When Zaha Hadid, architect of Qatar's major stadium for the 2022 World Cup, was asked about the deaths of hundreds of Indian and Nepalese migrant workers who reportedly died in connection with construction work, she responded:

"I have nothing to do with the workers; it's not my duty as an architect to look at it."

The architect's disavowal of social responsibility seems almost unremarkable today, but once upon a time architecture was driven by a moral imperative, a belief that rational, efficient buildings could provide as many people as possible with a home and even transform the world.

According to architect and theorist Rainier de Graaf, architecture has instead become a story of compromise and banal setbacks, governed by commercial interests at the expense of public good.

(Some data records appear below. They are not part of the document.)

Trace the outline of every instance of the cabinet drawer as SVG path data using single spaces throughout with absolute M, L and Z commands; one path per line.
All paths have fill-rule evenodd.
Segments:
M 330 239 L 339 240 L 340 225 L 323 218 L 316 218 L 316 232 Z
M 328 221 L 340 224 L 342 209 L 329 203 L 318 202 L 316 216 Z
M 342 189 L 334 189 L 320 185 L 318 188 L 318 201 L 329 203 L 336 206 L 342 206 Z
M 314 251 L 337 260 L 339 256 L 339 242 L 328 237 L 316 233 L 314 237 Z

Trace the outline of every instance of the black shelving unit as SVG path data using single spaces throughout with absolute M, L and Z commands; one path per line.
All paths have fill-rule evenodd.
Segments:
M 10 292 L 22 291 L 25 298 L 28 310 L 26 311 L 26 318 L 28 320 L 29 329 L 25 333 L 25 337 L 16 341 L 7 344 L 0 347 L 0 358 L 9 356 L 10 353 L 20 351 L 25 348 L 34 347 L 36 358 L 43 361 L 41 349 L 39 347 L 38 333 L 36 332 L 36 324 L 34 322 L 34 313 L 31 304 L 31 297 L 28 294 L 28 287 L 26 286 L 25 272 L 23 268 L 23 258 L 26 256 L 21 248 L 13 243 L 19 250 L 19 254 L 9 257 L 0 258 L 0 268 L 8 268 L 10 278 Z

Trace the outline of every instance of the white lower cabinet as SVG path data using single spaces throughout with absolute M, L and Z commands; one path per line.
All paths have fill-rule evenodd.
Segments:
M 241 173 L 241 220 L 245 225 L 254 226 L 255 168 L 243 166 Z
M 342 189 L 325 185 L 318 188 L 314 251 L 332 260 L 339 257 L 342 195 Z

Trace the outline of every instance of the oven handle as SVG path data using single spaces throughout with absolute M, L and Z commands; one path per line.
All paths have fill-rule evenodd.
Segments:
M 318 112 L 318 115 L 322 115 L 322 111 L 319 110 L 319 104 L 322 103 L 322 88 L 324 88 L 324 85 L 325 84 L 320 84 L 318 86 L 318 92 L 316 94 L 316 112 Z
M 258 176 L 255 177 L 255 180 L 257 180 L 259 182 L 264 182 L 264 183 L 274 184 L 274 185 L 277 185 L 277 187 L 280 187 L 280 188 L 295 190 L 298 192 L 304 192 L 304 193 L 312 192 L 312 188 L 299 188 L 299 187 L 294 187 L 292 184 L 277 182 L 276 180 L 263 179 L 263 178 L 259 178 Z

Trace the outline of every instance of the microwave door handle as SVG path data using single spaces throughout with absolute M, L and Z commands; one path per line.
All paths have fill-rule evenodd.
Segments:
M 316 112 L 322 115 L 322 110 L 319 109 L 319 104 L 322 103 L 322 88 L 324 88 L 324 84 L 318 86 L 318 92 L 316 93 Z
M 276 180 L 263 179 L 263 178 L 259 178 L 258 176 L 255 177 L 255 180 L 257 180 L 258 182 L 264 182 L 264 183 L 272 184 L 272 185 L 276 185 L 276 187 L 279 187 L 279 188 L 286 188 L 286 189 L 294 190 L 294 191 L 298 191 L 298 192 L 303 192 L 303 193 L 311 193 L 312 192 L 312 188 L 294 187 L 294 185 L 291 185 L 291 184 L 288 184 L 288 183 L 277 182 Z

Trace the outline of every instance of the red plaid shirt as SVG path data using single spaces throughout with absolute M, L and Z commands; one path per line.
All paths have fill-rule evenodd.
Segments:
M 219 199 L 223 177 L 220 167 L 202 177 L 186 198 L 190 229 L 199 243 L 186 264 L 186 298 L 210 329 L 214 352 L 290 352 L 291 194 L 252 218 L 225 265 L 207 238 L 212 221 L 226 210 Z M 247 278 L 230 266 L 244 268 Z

The profession has always been fuelled by a collective sense of grandeur; young architects graduate with what de Graaf describes as near-megalomaniacal ambitions, omnipotent fantasies of being able to, quite literally, construct the world. The reality they encounter, however, is far more prosaic.

"It's often considered an elevated art form, above everything else, when of course the reality is it's amidst everything else," says de Graaf, the author of Four Walls and a Roof: The Complex Nature of a Simple Profession.

"Architecture, like everything else, is very much a product of the circumstances in which it is produced.

"Basically we're talking about a discipline that isn't autonomous."